Personal information
- Date of birth: 23 January 1954 (age 71)
- Place of birth: Werningshausen, East Germany
- Height: 1.80 m (5 ft 11 in)
- Position(s): Midfielder

Senior career*
- Years: Team / Apps / (Gls)
- 1971–1977: Rot-Weiß Erfurt / 99 / (24)
- 1977–1984: Carl Zeiss Jena / 196 / (94)
- 1984–1986: Rot-Weiß Erfurt / 31 / (6)
- Total:  / 326 / (124)

International career
- 1973–1983: East Germany / 45 / (6)

= Rüdiger Schnuphase =

East German footballer

Rüdiger Schnuphase (born 23 January 1954 in Werningshausen) is a German former football player.
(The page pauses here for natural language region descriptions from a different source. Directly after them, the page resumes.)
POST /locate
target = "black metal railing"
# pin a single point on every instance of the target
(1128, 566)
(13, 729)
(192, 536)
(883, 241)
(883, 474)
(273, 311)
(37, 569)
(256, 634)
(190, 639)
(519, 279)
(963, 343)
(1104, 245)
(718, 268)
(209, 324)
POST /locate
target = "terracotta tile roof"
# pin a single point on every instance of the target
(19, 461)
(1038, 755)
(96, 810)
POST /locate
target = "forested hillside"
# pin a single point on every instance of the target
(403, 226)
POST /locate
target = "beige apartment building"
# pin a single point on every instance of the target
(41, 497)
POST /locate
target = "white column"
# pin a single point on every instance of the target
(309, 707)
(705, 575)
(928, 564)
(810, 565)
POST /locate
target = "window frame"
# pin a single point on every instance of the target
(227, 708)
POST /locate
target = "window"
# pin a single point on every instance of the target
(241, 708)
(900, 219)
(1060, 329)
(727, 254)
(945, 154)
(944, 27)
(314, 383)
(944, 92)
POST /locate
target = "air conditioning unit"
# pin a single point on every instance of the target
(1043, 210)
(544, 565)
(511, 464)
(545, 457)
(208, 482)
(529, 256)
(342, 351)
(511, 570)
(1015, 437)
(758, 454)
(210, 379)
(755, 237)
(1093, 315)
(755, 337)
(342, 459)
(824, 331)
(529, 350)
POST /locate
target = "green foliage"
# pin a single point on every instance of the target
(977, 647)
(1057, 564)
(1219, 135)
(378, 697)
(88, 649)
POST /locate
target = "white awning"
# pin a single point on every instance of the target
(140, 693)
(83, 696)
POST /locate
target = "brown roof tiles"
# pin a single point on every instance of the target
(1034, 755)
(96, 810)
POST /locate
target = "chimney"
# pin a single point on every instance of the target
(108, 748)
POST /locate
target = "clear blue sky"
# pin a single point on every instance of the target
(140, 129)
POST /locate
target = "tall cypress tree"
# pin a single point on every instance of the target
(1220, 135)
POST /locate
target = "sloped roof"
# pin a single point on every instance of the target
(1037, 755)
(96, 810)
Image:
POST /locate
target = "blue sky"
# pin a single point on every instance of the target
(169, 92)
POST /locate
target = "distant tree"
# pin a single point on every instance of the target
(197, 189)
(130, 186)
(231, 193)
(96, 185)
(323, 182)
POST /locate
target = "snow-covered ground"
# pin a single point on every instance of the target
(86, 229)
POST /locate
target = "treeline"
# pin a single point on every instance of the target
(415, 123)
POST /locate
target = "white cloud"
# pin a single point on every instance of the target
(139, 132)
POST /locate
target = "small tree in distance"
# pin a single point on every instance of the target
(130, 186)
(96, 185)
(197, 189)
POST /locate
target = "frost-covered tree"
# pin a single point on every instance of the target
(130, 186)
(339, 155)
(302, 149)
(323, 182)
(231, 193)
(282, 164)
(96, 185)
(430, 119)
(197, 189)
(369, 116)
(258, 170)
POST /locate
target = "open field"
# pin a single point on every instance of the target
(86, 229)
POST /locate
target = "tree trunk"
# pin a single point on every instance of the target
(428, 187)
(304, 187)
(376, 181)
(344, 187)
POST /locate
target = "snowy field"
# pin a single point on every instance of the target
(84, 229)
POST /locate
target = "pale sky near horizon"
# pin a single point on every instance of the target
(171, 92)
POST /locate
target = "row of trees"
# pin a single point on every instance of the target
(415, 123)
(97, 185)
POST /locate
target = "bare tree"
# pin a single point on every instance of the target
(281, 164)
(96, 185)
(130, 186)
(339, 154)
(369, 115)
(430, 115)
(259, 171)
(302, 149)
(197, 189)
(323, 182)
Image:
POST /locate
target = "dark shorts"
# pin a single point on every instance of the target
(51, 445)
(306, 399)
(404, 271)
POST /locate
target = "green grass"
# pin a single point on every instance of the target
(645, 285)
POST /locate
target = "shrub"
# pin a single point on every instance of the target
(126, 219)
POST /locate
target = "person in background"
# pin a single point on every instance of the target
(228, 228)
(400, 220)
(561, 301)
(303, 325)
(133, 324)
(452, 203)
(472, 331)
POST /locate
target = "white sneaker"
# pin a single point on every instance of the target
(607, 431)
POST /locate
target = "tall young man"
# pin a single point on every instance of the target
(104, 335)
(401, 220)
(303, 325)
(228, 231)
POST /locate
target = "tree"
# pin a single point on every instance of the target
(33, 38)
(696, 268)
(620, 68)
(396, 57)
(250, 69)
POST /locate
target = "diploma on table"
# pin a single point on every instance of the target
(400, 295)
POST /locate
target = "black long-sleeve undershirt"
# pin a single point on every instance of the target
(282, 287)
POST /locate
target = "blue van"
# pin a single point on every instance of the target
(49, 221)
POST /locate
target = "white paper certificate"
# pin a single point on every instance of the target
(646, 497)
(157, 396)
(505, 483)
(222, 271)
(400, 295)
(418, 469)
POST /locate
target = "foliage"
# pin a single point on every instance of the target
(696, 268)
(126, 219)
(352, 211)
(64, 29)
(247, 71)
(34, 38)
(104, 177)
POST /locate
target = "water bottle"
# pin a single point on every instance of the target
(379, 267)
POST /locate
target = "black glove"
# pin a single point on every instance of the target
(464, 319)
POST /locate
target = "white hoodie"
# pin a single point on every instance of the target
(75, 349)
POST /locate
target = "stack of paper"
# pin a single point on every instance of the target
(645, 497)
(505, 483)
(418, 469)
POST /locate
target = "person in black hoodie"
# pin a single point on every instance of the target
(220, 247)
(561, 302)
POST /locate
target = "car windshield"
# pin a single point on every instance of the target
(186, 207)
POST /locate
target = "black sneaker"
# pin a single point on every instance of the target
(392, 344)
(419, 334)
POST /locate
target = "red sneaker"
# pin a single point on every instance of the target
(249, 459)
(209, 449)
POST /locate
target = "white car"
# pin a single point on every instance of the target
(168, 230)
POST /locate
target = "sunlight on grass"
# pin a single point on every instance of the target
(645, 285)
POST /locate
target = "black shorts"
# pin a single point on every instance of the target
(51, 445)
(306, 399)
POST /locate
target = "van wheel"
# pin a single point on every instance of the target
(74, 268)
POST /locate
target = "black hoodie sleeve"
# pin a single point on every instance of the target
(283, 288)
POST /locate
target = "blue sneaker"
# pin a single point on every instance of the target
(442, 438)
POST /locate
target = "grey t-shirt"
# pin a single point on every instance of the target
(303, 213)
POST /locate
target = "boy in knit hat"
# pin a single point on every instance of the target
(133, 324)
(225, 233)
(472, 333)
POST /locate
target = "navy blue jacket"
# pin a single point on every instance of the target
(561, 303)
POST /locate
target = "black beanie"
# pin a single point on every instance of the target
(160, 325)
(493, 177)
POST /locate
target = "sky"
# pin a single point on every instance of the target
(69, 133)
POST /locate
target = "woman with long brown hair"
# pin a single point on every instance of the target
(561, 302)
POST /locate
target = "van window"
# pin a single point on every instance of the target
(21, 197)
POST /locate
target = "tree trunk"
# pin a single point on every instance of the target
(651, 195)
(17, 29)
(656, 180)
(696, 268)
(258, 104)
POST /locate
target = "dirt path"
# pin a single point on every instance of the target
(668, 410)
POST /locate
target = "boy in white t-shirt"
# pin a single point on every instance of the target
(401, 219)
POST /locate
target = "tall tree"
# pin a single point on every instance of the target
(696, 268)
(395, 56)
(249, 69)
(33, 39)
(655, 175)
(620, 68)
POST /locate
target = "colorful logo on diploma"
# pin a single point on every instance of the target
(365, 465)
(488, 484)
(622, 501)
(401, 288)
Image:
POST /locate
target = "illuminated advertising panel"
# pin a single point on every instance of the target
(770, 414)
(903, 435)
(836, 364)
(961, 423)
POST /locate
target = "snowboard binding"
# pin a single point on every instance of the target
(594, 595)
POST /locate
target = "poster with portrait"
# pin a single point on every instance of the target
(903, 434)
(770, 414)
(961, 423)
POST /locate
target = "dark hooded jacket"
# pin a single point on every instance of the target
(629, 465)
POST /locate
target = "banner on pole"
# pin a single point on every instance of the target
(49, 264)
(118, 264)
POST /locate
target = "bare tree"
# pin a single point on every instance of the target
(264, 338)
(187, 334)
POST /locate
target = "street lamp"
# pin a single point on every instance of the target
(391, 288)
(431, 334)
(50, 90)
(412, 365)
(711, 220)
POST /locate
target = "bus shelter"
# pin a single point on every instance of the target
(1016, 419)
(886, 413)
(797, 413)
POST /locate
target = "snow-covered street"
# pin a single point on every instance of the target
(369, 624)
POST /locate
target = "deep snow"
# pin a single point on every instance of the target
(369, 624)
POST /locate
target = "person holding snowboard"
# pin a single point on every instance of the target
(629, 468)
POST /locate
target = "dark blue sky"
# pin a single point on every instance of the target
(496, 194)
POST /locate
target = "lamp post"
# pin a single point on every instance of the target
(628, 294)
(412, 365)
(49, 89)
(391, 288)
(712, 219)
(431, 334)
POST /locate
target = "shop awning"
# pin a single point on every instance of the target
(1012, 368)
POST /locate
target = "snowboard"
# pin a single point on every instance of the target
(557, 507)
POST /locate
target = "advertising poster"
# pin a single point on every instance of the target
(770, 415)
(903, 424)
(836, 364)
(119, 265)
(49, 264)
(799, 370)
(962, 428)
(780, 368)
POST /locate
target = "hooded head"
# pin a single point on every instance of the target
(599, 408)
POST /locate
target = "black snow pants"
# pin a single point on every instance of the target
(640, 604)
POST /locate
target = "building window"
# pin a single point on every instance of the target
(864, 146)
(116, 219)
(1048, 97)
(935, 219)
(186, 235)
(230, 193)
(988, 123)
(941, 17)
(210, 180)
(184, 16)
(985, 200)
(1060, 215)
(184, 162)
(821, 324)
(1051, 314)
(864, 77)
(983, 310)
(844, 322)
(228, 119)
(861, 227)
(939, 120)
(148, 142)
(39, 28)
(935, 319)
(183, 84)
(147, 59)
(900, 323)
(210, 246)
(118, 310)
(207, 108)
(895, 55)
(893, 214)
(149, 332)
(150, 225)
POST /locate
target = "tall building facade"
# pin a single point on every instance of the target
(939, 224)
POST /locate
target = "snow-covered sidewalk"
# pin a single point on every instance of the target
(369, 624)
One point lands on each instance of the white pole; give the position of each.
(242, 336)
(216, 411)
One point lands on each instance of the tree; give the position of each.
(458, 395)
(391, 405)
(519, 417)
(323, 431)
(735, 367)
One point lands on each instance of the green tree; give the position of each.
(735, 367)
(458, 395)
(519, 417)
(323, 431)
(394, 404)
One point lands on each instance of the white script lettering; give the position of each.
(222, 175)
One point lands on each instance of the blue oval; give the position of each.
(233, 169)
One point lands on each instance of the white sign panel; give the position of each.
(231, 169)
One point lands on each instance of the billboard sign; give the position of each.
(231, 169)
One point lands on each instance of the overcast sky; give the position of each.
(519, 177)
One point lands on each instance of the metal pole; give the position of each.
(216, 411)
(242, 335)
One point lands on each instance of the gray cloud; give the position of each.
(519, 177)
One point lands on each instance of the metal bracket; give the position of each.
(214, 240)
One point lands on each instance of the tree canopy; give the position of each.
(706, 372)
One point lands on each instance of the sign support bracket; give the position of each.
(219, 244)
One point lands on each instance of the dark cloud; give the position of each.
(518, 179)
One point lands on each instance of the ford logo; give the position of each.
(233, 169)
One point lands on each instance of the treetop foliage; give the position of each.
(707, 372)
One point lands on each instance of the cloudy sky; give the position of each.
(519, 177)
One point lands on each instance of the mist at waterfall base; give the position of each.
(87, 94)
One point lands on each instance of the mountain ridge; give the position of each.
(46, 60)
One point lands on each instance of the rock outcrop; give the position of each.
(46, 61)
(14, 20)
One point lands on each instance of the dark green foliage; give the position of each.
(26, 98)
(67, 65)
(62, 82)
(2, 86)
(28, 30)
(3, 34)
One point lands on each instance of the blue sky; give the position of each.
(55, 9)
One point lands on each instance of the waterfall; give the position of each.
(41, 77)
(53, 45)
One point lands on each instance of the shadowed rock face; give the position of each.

Schnuphase played for FC Rot-Weiß Erfurt (1971–1976), FC Carl Zeiss Jena (1976–1984) and again FC Rot-Weiß Erfurt (1984–1986).

On the national level he played for East Germany national team (45 matches/6 goals), and was a participant at the 1974 FIFA World Cup. Schnuphase played in two matches in Gelsenkirchen at football's biggest stage.

In 1982, he won the award for the GDR Footballer of the Year.